Deliphine is a very large city, and like Davlova, there is a large disparity between the rich and the poor. Misha experiences a small amount of culture shock when he hears so many languages and sees just how big Deliphine is. But he is also a very capable young man and growing up on the streets taught him how to survive.
But the pull of the Dollhouse on Ayo is getting stronger by the hour and he can’t fight it for much longer, so they seek help from a sympathetic Guild surgeon. The trouble is, no one will touch the programming of a Dollhouse slave. It’s very complex and the Dollhouse holds too much power. Only the Dollhouse can help Ayo now. Misha knows the Dollhouse cannot be trusted, at all, but what choice is there?
The very concept of the Dollhouse is abhorrent. No one knows how they get their slaves – if they kidnap them, or grow them. Probably the former. They do large amounts of genetic manipulation and response conditioning to achieve the desired results of the buyer. It makes me ill, what greed and corruption do to people.
The Dollhouse definitely cannot be trusted. After drugging and interrogating Misha, then releasing him, they keep Ayo for another week. Then they bring Misha back in to offer to give Ayo to him. They’ve already learned all they can from him, they say, and can’t really make more money off second hand goods. So they offer to remove at least some of Ayo’s programming, as well as the neural block that was keeping Ayo’s body from aging normally and offer to arrange transportation back to Davlova.
Thank FSM, Misha does not trust them. He knows that all that was way too easy, and they undoubtedly have an agenda, or someone affiliated with the Dollhouse does, which means that Misha has no idea who to watch out for.

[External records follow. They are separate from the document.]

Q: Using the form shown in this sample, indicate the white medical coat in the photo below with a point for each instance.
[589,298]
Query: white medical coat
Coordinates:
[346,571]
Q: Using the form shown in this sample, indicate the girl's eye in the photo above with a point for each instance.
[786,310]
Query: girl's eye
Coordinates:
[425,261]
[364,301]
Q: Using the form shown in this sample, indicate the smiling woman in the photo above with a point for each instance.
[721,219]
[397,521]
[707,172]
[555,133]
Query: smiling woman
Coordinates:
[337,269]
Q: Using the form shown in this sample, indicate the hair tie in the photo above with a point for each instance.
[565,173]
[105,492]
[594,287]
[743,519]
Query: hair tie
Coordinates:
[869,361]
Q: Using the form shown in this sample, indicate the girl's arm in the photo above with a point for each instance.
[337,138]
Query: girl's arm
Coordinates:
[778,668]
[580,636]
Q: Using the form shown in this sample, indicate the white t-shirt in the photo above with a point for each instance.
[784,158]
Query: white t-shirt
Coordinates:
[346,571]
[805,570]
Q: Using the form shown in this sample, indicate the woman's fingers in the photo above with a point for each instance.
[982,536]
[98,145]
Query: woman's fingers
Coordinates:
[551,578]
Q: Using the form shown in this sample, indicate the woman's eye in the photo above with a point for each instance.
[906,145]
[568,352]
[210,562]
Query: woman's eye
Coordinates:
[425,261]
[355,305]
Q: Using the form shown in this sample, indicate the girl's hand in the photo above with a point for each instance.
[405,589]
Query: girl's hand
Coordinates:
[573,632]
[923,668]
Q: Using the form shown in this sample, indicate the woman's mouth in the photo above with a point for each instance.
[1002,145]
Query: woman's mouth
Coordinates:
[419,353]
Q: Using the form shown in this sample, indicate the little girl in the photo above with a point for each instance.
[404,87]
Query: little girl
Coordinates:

Politics are a nasty business.
Once back in Davlova, Misha starts to feel like the revolution was all for nothing. Things aren’t changing, it just seems like different thugs are in charge. In lower Davlova, people are starving and looting and it’s huge mess. Ayo is still terrified that the Dollhouse isn’t done with him, and as much as Misha tries to reassure him, Misha suspects the same. But they both work to find their place in what Davlova has become. And this is where we see just how good of a guy Misha really is. He helps people and helps protect those that can’t protect himself. Even as he flounders, trying to figure out what to do now. He does not wish to work for his old clan, anymore. But what?
And in Davlova, Ayo starts to thrive, too, and become more than he was. I loved his sheer enthusiasm everytime he learned something new. He just came alive.
I really enjoyed reading Return and I think if you liked Release, you will like this one, too. I enjoyed book 1 better, because the story seemed more complex, to me, without getting so complex I couldn’t follow. Return had fewer things going on and ultimately wrapped up a bit too neatly, in my opinion. But, that said, where Misha and Ayo are concerned, I got what I was after, and I really liked their ending. Return ends with a message of hope and that one person really can make a difference. It’s a good message.